その土地に向き合うと、何か「キラリ」と光る部分が必ずあって、その原石と言えるようなものを磨くことが、庭を作ることなのではないかと思う事があります。



今回の鹿児島での仕事は、とても「個性的な形状」の土地と向き合う事になりました。

予め、下見はしていて、それにそってプランニングをしたつもりでしたが、いざ建物が出来てみると、イメージとの違いに驚きました。

担当の方が送ってくださった画像が下で、一枚目が約十日前、二枚目が直前の様子です。











リビングやデッキ、テラスのレベルと、下のガレージのレベルに1メートル近くの段差があります。

当初は芝で傾斜を覆う予定でしたが、これでは土ごと崩れてしまいます。


逆に言うと、こういう形状はなかなか無い、もっと言うと「作りたくても作れない」その土地の個性なんですね。

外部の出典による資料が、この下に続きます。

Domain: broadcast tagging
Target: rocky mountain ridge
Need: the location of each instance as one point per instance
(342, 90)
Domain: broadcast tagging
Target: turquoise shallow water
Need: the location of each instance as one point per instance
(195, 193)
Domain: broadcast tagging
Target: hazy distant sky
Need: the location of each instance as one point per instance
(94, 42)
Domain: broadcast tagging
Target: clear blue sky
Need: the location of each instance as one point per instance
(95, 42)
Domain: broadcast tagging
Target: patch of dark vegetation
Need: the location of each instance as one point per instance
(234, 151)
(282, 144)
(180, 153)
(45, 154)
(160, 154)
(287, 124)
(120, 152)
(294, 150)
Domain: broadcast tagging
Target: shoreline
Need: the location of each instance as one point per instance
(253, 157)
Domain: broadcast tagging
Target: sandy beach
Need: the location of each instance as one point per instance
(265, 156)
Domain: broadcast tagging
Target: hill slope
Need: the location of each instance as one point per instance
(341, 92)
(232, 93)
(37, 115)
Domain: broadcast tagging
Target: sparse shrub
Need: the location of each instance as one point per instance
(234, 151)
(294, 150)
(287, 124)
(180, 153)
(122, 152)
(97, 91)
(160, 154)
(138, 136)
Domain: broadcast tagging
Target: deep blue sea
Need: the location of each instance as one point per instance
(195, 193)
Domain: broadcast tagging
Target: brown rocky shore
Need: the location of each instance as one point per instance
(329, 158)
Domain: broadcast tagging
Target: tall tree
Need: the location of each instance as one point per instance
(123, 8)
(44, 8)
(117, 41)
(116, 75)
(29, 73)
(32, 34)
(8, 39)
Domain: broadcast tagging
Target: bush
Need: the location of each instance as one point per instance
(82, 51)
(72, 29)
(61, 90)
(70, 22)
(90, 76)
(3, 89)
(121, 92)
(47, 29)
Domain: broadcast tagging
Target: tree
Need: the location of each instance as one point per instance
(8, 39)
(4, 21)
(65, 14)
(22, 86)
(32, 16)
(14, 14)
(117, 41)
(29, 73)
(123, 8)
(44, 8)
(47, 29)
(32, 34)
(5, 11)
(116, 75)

だったらいっそこの傾斜を最大限に生かして、深山の景色を作ろう!と・・。

一見マイナスな部分をプラスに変える「逆転の発想」です。

急遽、大きな溶岩石を大量に手配し、自然な土留めに使用しました。

イメージは鹿児島の名宿「忘れの里 雅叙園」の贅沢を日常に・・と言った感じでしょうか?笑

*事前に雅叙園や仙巌園を訪れたことも役立ちました・・感謝!



建築から庭作りに移行する場合の引き渡しの状態はそれぞれに様々です。

建築に携わる人間が庭のイメージを明確に思い描くことは困難ですし、また逆も然りです。

現状では、この部分に多くの課題が山積していると思います。

それには、様々な状態での施工を重ねながら、構築、提案を続けなくてはいけないと思っています。